The site is still up, you can re-read the quit letter anytime; she says she was rage-quitting the internet, not just quitting the site.

As somebody who was "online" on BBSes before the internet was made public, my take is that we always knew that the internet wasn't private... and that it never claimed to be! That is what private networks are for, after all. Just like, of course the sysop of a BBS can read your email! Some of them do, some of them don't; the ones who say they might often don't they were just warning you, and the ones who say they don't can't prove it or deny capability!

SKIP THIS. Instead....

[WindBourne]

what is needed is to require emails to be encrypted at the client side.
With each new client set-up, any new users should be required to get their encryption key, or enter in their current ones.
Then on the emails, by default, encrypt. If the user wants, they can turn it off on an individual one.

Re:It's nice of NSA to put this honeypot back onli

[Aighearach]

"All of a sudden?" Look how much time they've had to find his weaknesses.

That's the tricky thing about trust on the internet; you can't trust. That is the only correct answer. If you have trust in technology, that trust is misplaced. If you have trust in people, that is probably misplaced too; and even if it isn't, you can't know for sure!

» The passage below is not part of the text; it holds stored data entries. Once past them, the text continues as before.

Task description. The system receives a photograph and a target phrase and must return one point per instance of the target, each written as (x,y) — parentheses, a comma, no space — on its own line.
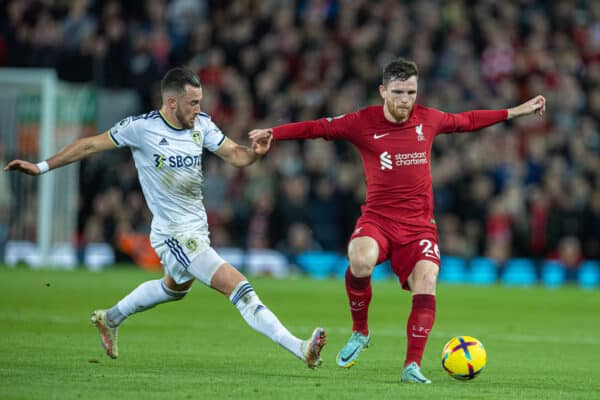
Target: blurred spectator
(518,189)
(298,240)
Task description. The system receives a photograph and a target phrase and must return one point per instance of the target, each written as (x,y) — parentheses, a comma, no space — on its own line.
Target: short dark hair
(399,69)
(176,78)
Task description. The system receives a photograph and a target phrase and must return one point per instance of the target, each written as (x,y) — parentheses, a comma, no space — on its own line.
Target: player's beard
(398,112)
(185,123)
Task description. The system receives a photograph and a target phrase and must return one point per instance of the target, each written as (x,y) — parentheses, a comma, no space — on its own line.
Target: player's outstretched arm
(237,155)
(532,106)
(76,151)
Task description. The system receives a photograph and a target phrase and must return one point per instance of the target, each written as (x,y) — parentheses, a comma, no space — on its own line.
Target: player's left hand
(25,167)
(260,140)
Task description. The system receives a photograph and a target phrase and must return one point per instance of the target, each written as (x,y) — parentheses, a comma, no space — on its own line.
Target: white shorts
(194,260)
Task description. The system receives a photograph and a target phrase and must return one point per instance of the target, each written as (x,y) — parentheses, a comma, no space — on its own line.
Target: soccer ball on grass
(463,357)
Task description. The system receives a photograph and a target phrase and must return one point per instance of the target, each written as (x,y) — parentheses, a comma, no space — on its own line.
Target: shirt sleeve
(470,120)
(214,137)
(123,133)
(332,128)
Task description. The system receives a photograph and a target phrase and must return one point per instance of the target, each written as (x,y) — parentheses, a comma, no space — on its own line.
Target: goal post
(38,116)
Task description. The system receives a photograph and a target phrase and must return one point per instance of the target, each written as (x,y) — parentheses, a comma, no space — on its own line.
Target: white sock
(142,298)
(262,320)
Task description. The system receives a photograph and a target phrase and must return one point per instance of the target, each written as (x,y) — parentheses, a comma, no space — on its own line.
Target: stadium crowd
(525,188)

I highly recommend adopting technology strategies that do not rely on trust. When I click on some perverted anime video with cat women, I have to accept that somebody might find out. If such perversions were illegal in my location, I'd have to assume I might get in trouble. If I ever ran for office, some jerk is going to pull out an old access log that proves I'm either a pervert or a prevert. That is just the nature of technology! Increased communication provides more information, not less. As some have said, "information wants to be free!" Information technology can't reduce information, it can only add to the available information.

FBI

Laws are for the little guys. You very rarely hear of them completing pedophile investigations against politicians, those are more likely to get covered up once they realize who they are investigating. Instead, they work hard at undermining privacy of the masses while ignoring extremely vile corruption in D.C.

Re:FBI

[gweihir]

Most of the law is not about right or wrong, but about keeping the population under control. As long as people keep confusing "legal" and "moral", this scam will continue.

Club Penguin...

.. is where the smart kids are. Puffles is the new bitcoin.

Excellent

[gweihir]

We know that Levison is both capable with regards to technology and has excellent personal integrity. Add to that that he now also understand the legal angle better and this is one of the most secure offerings available.

Re: It's nice of NSA to put this honeypot back onl

So you admit then that you do in fact view perverted anime videos with cat women.

Collateral Damage

[sconeu]

Collateral damage from the shutdown of Lavabit was the closure of Groklaw.